RELAIS (Record Linkage At Istat) is a toolkit for record linkage. RELAIS allows combining techniques for each of the record linkage phases, so that the resulting workflow is actually built on the basis of the requirements of the application at hand. More specifically, the RELAIS toolkit is composed by a collection of techniques for each record linkage phase that can be dynamically combined in order to build the best record linkage workflow. RELAIS has been implemented in Java and R and has a database architecture (MySQL).

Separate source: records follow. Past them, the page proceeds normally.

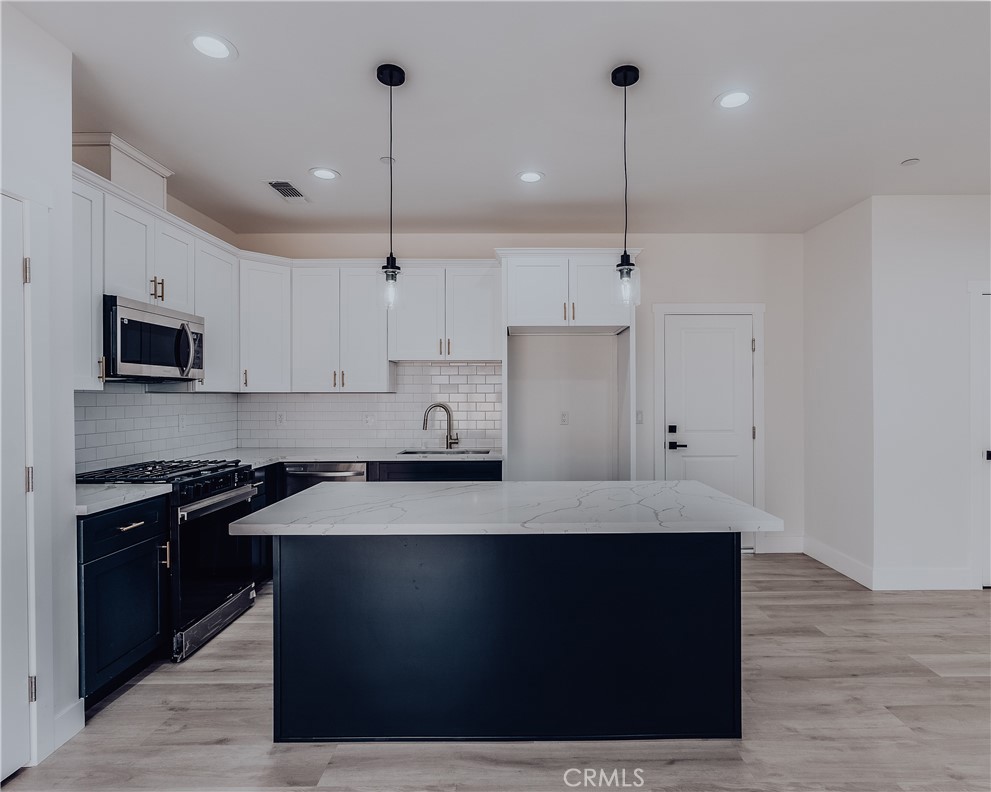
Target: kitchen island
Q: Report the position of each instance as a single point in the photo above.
(507, 610)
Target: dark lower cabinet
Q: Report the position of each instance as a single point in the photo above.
(442, 470)
(123, 594)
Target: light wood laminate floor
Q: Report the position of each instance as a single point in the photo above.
(845, 690)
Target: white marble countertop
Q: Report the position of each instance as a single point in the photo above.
(94, 498)
(259, 457)
(513, 507)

-1) Reading of input files in textual format; 2) Creation of the search space of the pairs candidate to link by means of the cross product, blocking method, sorted neighborhood method and nested blocking method; 3) Choice of the matching variables; 4) Data profiling; 5) Set of comparison functions; 6) Probabilistic record linkage (Estimation of the Fellegi and Sunter model parameters via EM (Expectation-Maximization)); 7) Deterministic record linkage; 8) Reduction from N:M to 1:1 matching solution (with several methods)

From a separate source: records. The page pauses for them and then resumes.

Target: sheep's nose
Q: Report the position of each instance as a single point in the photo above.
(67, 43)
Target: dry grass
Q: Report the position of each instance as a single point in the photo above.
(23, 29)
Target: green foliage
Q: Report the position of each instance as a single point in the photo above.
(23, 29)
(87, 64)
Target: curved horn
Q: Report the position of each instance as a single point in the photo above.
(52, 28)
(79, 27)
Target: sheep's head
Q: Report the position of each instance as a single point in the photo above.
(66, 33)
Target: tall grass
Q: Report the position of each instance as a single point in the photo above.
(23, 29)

The very next functionalities that we plan to add are:
1) Preprocessing (character conversions, schema reconciliation, standardization, etc.);
2) Enhancing commercial relational dbms support;
3) Improvement of GUI functionalities for output management and user interactions.

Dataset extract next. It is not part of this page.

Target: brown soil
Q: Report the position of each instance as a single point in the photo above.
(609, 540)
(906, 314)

It is a framework consisting of several record linkage techniques and it has been thought so that new techniques can be added to the pool already available.
Public administration reference
RELAIS is a project developed at the Italian national institute for statistics (Istat). The current release of the system is also published on the Istat web site at: http://www.istat.it/strumenti/metodi/software/analisi_dati/relais/.